Aug 24, 2024

Shapeshifting

Shapeshifting

Crafting Our Latest Collection

Shape

shifting

I shuffled my feet one by one along the orange leaves. My feet began to grow more and more tired, as it had been a long walk back from school. I looked down at my clothes, and I was no different from anyone I had just been in the same classrooms with. It was the same as it had always been: a grey, black, white, or red polo and the same repetitive black pants that lacked liveliness. Although we dressed this way to appear and act more professional, it just left me feeling bland. I looked back up to see my house in the distance. I picked up my pace to get there faster. The faster I got home, the faster I could change into clothes that reflected the person I was, not the person I was expected to be at school. Although I should be able to feel like myself regardless of what I wear, the clothes I handpicked and mastered enhanced my feeling of completion. Wearing clothes you love reflects your soul in a way that a camouflaged uniform simply cannot.

So I went faster, faster up the stairs, faster through the hall, and faster to my bedroom, which held my beautiful closet filled with what seemed like endless possibilities. I gazed at my closet for a good while and heard my blue ruffled shirt calling me in hushed whispers, and my favorite dark blue jeans too, crying out my name! I jumped and twirled into them and felt her smile; my soul. Then I slipped on four different shoe options before deciding on the perfect pair to match my outfit. Suddenly my day was perfect, and I could feel her twirling along with me. I walked over to my vanity and picked up two clips that brought creativity to the outfit, something I wouldn't have thought to do with my hair for school. As I added accessories, I felt not only complete but also seen. I felt seen by my soul, not by other people. More so, I felt that I had seen my soul. Once the outfit was put together, she and I were both dancing in a harmonious symphony that could only be reached through this state of happiness and uniqueness. I felt like all was well in the world. I think she did too.

We looked back at the closet with a shared sense of purpose. We knew that every day held a new possibility for greatness and expression for both of us, as a whole. We also knew that once school was over the next day, we would be able to find each other again. I looked in the mirror and saw myself, but so did she. We agreed on the masterpiece we had put together and felt a deeper sense of connection. She watched me walk back down the hall and down the stairs until I reached the door to go outside.

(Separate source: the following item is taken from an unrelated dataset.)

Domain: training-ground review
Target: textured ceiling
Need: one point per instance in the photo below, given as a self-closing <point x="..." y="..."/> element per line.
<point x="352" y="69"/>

I stepped onto the sidewalk once again, but this time I was heading somewhere new. I made my way to my friend's house and knocked on her door. She swung it open wearing a new outfit, and it was as though we had both shapeshifted for the better. I could see her soul through the smile her outfit had brought her, and we could both see it in each other. I stepped inside to find her mom in the kitchen, writing in her planner at the table. Although she was focused on what she was doing, her soul was expressed through what she wore. And although her soul could have been hiding behind her outfit, that wasn't the case when she turned around and welcomed me in, her outfit matched the warmth of her soul. I realized that everyone's clothes can connect them more closely to their soul, if they are chosen with the soul in mind.

I looked at my friend's outfit and saw an enlightenment within her. I looked at her mom and saw the same thing. Then I looked down at my own outfit and felt peace because I saw her again, and not just the pieces of clothing.